The cases relied on by Mrs. Ely are based on statutes materially different from G. L. c. 191, Section 2, and are therefore of little authority in the decision of the question presented here. In Manoukian v. Tomasian, 237 F.2d 211 (D.C. Cir. 1956), the Court of Appeals interpreted a District of Columbia statute (D.C. Code Section 19-104) which on its face voided the entire legacy or devise to a subscribing witness to the will containing the legacy. The court disregarded the facial language of the provision, and held that the subscribing witness was entitled to so much of the legacy as he would have received had the property passed by intestacy. Id. at 213. In doing so, however, the court made it clear that this liberal interpretation was permissible only because the language being construed was a matter of common law, resulting from judicial precedent rather than a statutory enactment. [Note 8] Id. at 214-215. This is in sharp contrast to the situation in Massachusetts where the Legislature has enacted the statute that governs the rights of subscribing witnesses to a will. Similarly, those cases cited by Mrs. Ely which are based on statutes from other jurisdictions and which preserve a subscribing witness's intestate share, see Estate of Reichenberger, 272 Wis. 176 (1956), or which are inapplicable to a witness's spouse, see In re Estate of Williams, 158 Kan. 734 (1944),
are not persuasive. The Massachusetts statute materially differs from these, and it mandates a different result.
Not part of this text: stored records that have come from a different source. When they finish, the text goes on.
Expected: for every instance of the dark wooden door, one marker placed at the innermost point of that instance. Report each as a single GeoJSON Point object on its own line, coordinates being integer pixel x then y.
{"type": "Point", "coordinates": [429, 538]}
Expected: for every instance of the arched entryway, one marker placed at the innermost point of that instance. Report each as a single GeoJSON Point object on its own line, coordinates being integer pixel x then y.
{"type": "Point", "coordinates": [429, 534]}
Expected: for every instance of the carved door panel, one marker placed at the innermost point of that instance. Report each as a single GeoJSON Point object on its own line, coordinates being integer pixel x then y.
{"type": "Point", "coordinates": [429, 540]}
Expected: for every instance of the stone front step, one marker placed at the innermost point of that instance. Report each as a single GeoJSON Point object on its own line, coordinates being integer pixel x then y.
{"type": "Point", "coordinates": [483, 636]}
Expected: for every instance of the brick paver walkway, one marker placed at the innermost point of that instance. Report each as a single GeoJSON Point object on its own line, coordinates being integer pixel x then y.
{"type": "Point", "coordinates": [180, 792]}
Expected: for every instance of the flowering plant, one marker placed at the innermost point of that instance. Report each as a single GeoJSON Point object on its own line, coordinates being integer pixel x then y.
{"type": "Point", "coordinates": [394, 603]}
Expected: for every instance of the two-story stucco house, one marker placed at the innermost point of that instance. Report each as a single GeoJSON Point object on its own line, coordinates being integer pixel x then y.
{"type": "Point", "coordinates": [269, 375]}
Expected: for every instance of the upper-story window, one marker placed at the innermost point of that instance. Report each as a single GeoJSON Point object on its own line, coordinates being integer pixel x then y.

The judgment of the Probate Court was correct under our statute.
[Note 1] Article Second of the will left all the testator's personal property to his three daughters, article Third left them the proceeds from the sale of all his real property, and article Fourth, the residuary clause, gave them equal shares in the residue.
[Note 2] The testator had nominated Robert M. Raymond as executor in his will. However, because Raymond declined the trust in open court, the Probate Court instead appointed Mr. Rosenbloom as administrator.
[Note 3] At oral argument, the attorney for Mrs. Ely attempted to raise a constitutional challenge to the statute. Because this issue was neither presented to the Probate Court nor argued in the briefs, we do not reach it. See Mass. R. A. P. 16 (a) (4), as amended, 367 Mass. 919 , 921 (1975); Board of Appeals of Maynard v. Housing Appeals Comm., 370 Mass. 64 , 68 (1976).
[Note 4] Effective January 2, 1978, the requirement of Section 2 will change from three to two witnesses. St. 1976, c. 515, Section 5, as amended by St. 1977, c. 76, Section 2. In all other respects the provision remains the same.
[Note 5] See supra at 779-780.
[Note 6] This provision, substantially similar to G. L. c. 191, Section 2, provided: "A beneficial devise or legacy made in a will to a person who is a subscribing witness thereto, or to the husband or wife of such a person, shall be void unless there are three other competent subscribing witnesses to such will."
[Note 7] See note 4 supra.
[Note 8] The District of Columbia statute construed in Manoukian v. Tomasian, 237 F.2d 211 (D.C. Cir. 1956), D.C. Code Section 19-104, was a law of the district because it was a British statute enforced in Maryland prior to the Declaration of Independence. Manoukian, supra at 214-215. As such, the court held that it had the effect of judicial precedent rather than legislative enactment. Id. at 215.